Bien sûr, l'aide est le moteur, c'est une priorité absolue. Je le répète souvent à mes collaborateurs et j'essaie toujours de le garder à l'esprit. J'ai récemment rencontré un groupe de cardiologues à Madrid, parce que nous développons une étude très ambitieuse financée par le Conseil européen de la recherche, et je leur ai dit : "Nous allons intégrer beaucoup de médecins dans cette étude, et ils pourraient demander : 'Et si je fournis des patients à cette étude, allez-vous me donner un certificat de participation, allez-vous me faire figurer dans les articles en tant que chercheur ? J'ai répondu : "Bien sûr, nous ferons tout cela, mais ce n'est pas le plus important". Vous devez penser au service que vous rendez à un grand nombre de patients qui ont un problème que nous allons résoudre. Je leur ai également expliqué que si un médecin examine un patient au service des urgences qui arrive avec une douleur thoracique, lui dit que tout va bien, et que le patient rentre chez lui et meurt parce qu'il a eu un infarctus du myocarde et que vous ne l'avez pas détecté, il s'agit d'un terrible échec de la médecine. En revanche, dans le domaine de la santé publique, si vous dites au patient : "Cette habitude ne pose aucun problème" et qu'il s'avère que cette habitude augmente la mortalité de 10 %, mais qu'elle est partagée par 70 % de la population, des millions de décès sont dus au fait que l'on n'a pas agi correctement. Ce que nous faisons dans le domaine de la santé publique a d'immenses répercussions. On m'a dit l'autre jour à Harvard, lors d'une conférence que j'ai donnée : il faut un grand sens des responsabilités et beaucoup de courage pour faire des études de santé publique, car la vie et la santé de millions de personnes sont en jeu et, logiquement, nous devons voir Jésus-Christ dans chacune d'entre elles, tout comme nous le faisons en médecine clinique. En fait, l'épidémiologie et la santé publique se pratiquent à grande échelle. Vous ne le voyez peut-être pas aussi immédiatement que le patient dont vous n'avez pas fait l'électrocardiogramme et qui meurt d'une crise cardiaque, mais la réalité est que, grâce aux décisions que nous prenons en matière de santé publique et à la recherche que nous menons, nous pouvons faire du bien ou du mal à des millions de personnes. Et dans ces personnes, nous devons voir Jésus-Christ, sinon nous avons perdu le sens chrétien de la vie.
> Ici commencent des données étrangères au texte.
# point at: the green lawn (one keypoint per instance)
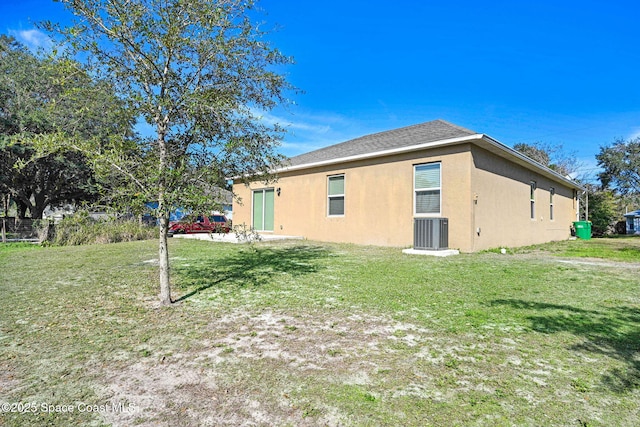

Pensez-vous qu'il existe un préjugé à l'encontre des croyants en la science, ou ce préjugé a-t-il été surmonté ?
Non, non, le préjugé existe, et il est absolument injuste, parce qu'il s'agit justement d'un préjugé. En réalité, nous devons considérer que les catholiques ne sont pas des êtres de seconde zone et que nous avons le même droit d'enquêter que n'importe qui d'autre. Nous ne pouvons pas être des personnes marginalisées. Nous devons également faire preuve de force et de courage et ne pas nous laisser acculer, ne pas être timorés ou gênés. Je crois que nous, catholiques, devons être convaincus que la foi apporte une vision plus globale, plus complémentaire, et qu'elle nous pousse à être plus exigeants et plus rigoureux, précisément parce que nous avons la foi. Parce que nous voyons que ce que nous faisons ici a des répercussions au-delà de cette vie, et cela vous donne un grand sens des responsabilités. Dieu va me demander des comptes pour tout cela. Et la transcendance au-delà de la vie sur cette terre nous aide à mieux faire notre travail professionnel, et surtout avec la vision de saint Josémaria qui veut que ce travail soit sanctifiable. Ainsi, logiquement, nous regardons ce travail avec beaucoup plus de solidité que si nous n'avions pas la foi.